Their optimism was more than offset by others. "The austerity measures [Greece] will have to implement and increased monitoring by the troika (the European Commission, ECB and IMF) amidst public outrage will make things harder and drive it deeper into recession," said Jennifer McKeown, senior European economist at Capital Economics. "There is a risk of a euro zone exit later this year." Joerg Kraemer, chief economist at Commerzbank AG in Frankfurt agreed. “Greece will find it difficult to shoulder even the reduced debt in the long-run if it does not implement far-reaching reforms,” he said. “The probability will rise in the second half of the year that a frustrated EU stops payments to Greece,” he added. “Does this alleviate the risk of imminent default?” posed Callum Henderson, global head of foreign-exchange research at Standard Chartered PLC in Singapore. “Yes, but not further out. Further out, the concerns of a default will keep coming back."
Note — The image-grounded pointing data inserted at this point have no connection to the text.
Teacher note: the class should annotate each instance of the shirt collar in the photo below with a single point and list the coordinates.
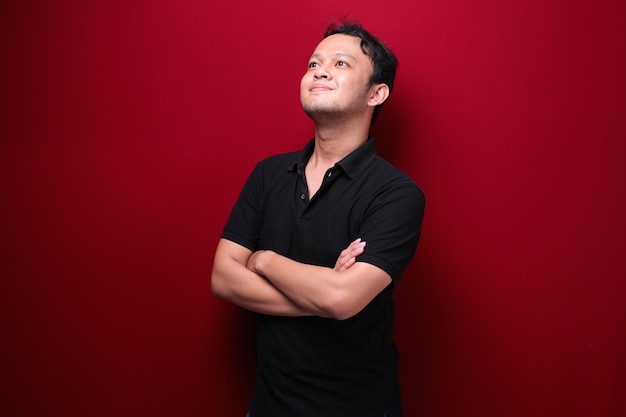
(352, 164)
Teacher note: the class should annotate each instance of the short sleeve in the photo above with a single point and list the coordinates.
(391, 226)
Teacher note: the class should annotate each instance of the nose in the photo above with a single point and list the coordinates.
(321, 72)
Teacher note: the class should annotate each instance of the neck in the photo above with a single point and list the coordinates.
(334, 141)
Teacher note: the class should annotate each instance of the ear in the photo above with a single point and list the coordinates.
(378, 95)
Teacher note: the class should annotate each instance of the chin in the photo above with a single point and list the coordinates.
(321, 111)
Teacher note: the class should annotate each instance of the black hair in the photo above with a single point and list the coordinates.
(383, 60)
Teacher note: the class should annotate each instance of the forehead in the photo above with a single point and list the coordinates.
(341, 44)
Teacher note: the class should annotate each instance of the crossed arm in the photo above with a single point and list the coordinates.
(269, 283)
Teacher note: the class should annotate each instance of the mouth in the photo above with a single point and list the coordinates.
(319, 88)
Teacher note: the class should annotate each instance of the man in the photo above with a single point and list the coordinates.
(317, 241)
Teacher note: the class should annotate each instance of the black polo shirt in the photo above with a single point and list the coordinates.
(312, 366)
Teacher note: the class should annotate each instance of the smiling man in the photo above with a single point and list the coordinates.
(317, 242)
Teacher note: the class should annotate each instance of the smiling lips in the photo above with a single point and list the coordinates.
(319, 87)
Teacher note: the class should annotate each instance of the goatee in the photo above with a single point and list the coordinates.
(322, 113)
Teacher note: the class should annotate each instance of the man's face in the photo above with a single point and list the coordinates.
(337, 81)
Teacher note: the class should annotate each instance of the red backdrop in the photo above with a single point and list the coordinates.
(127, 129)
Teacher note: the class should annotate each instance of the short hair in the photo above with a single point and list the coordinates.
(383, 60)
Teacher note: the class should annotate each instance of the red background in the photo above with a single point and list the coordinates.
(128, 127)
Adding weight to the belief that Greece's problems are far from over, a nine-page confidential report prepared by experts from the EU, ECB and IMF said that Greece would likely need "extra relief" given the worsening state of the economy, noting that even with the bailout, the "Greek program may thus remain accident-prone, with questions about sustainability hanging over it."

Yet there was also a leaked document from Germany that reveals exactly where this saga is really headed. Clause 2, under the section titled "Proposal for the improvement of compliance," spells out that Greece "has to accept shifting budgetary sovereignty to the European level for a certain period of time." Furthermore, a budget commissioner "will have broad surveillance competences over public expenditure and a veto right against budget decisions not in line with the set budgetary targets and the rule giving priority to debt service.”

In other words, whether or not Greece remains in the EU, there can be no dispute that national sovereignty hangs in the balance. Furthermore, this ongoing debacle once again reveals that socialism produces no heroes. On one side, we have the Greeks themselves, brought literally kicking and screaming to the reality that they have indeed run out of other people's money to spend. On the other side, we have the trans-nationalist financiers and supra-national EU bureaucrats, concerned that Greek "contagion" may spread to other EU nations, most notably Spain and Italy, as well as banks in Germany and France. Yet that so-called concern for the plight of the Greeks themselves is disingenuous: there is little question that if contagion were not an integral part of the current equation, Greece would be (and may still be) left to its own devices.

Thus we have an epic tragedy that continues to unfold, even as it reveals the ultimate bankruptcy of socialism: the complete misunderstanding of human nature that engenders the unrealistic expectations of utopian overseers, and the ungrateful wards of their "beneficence."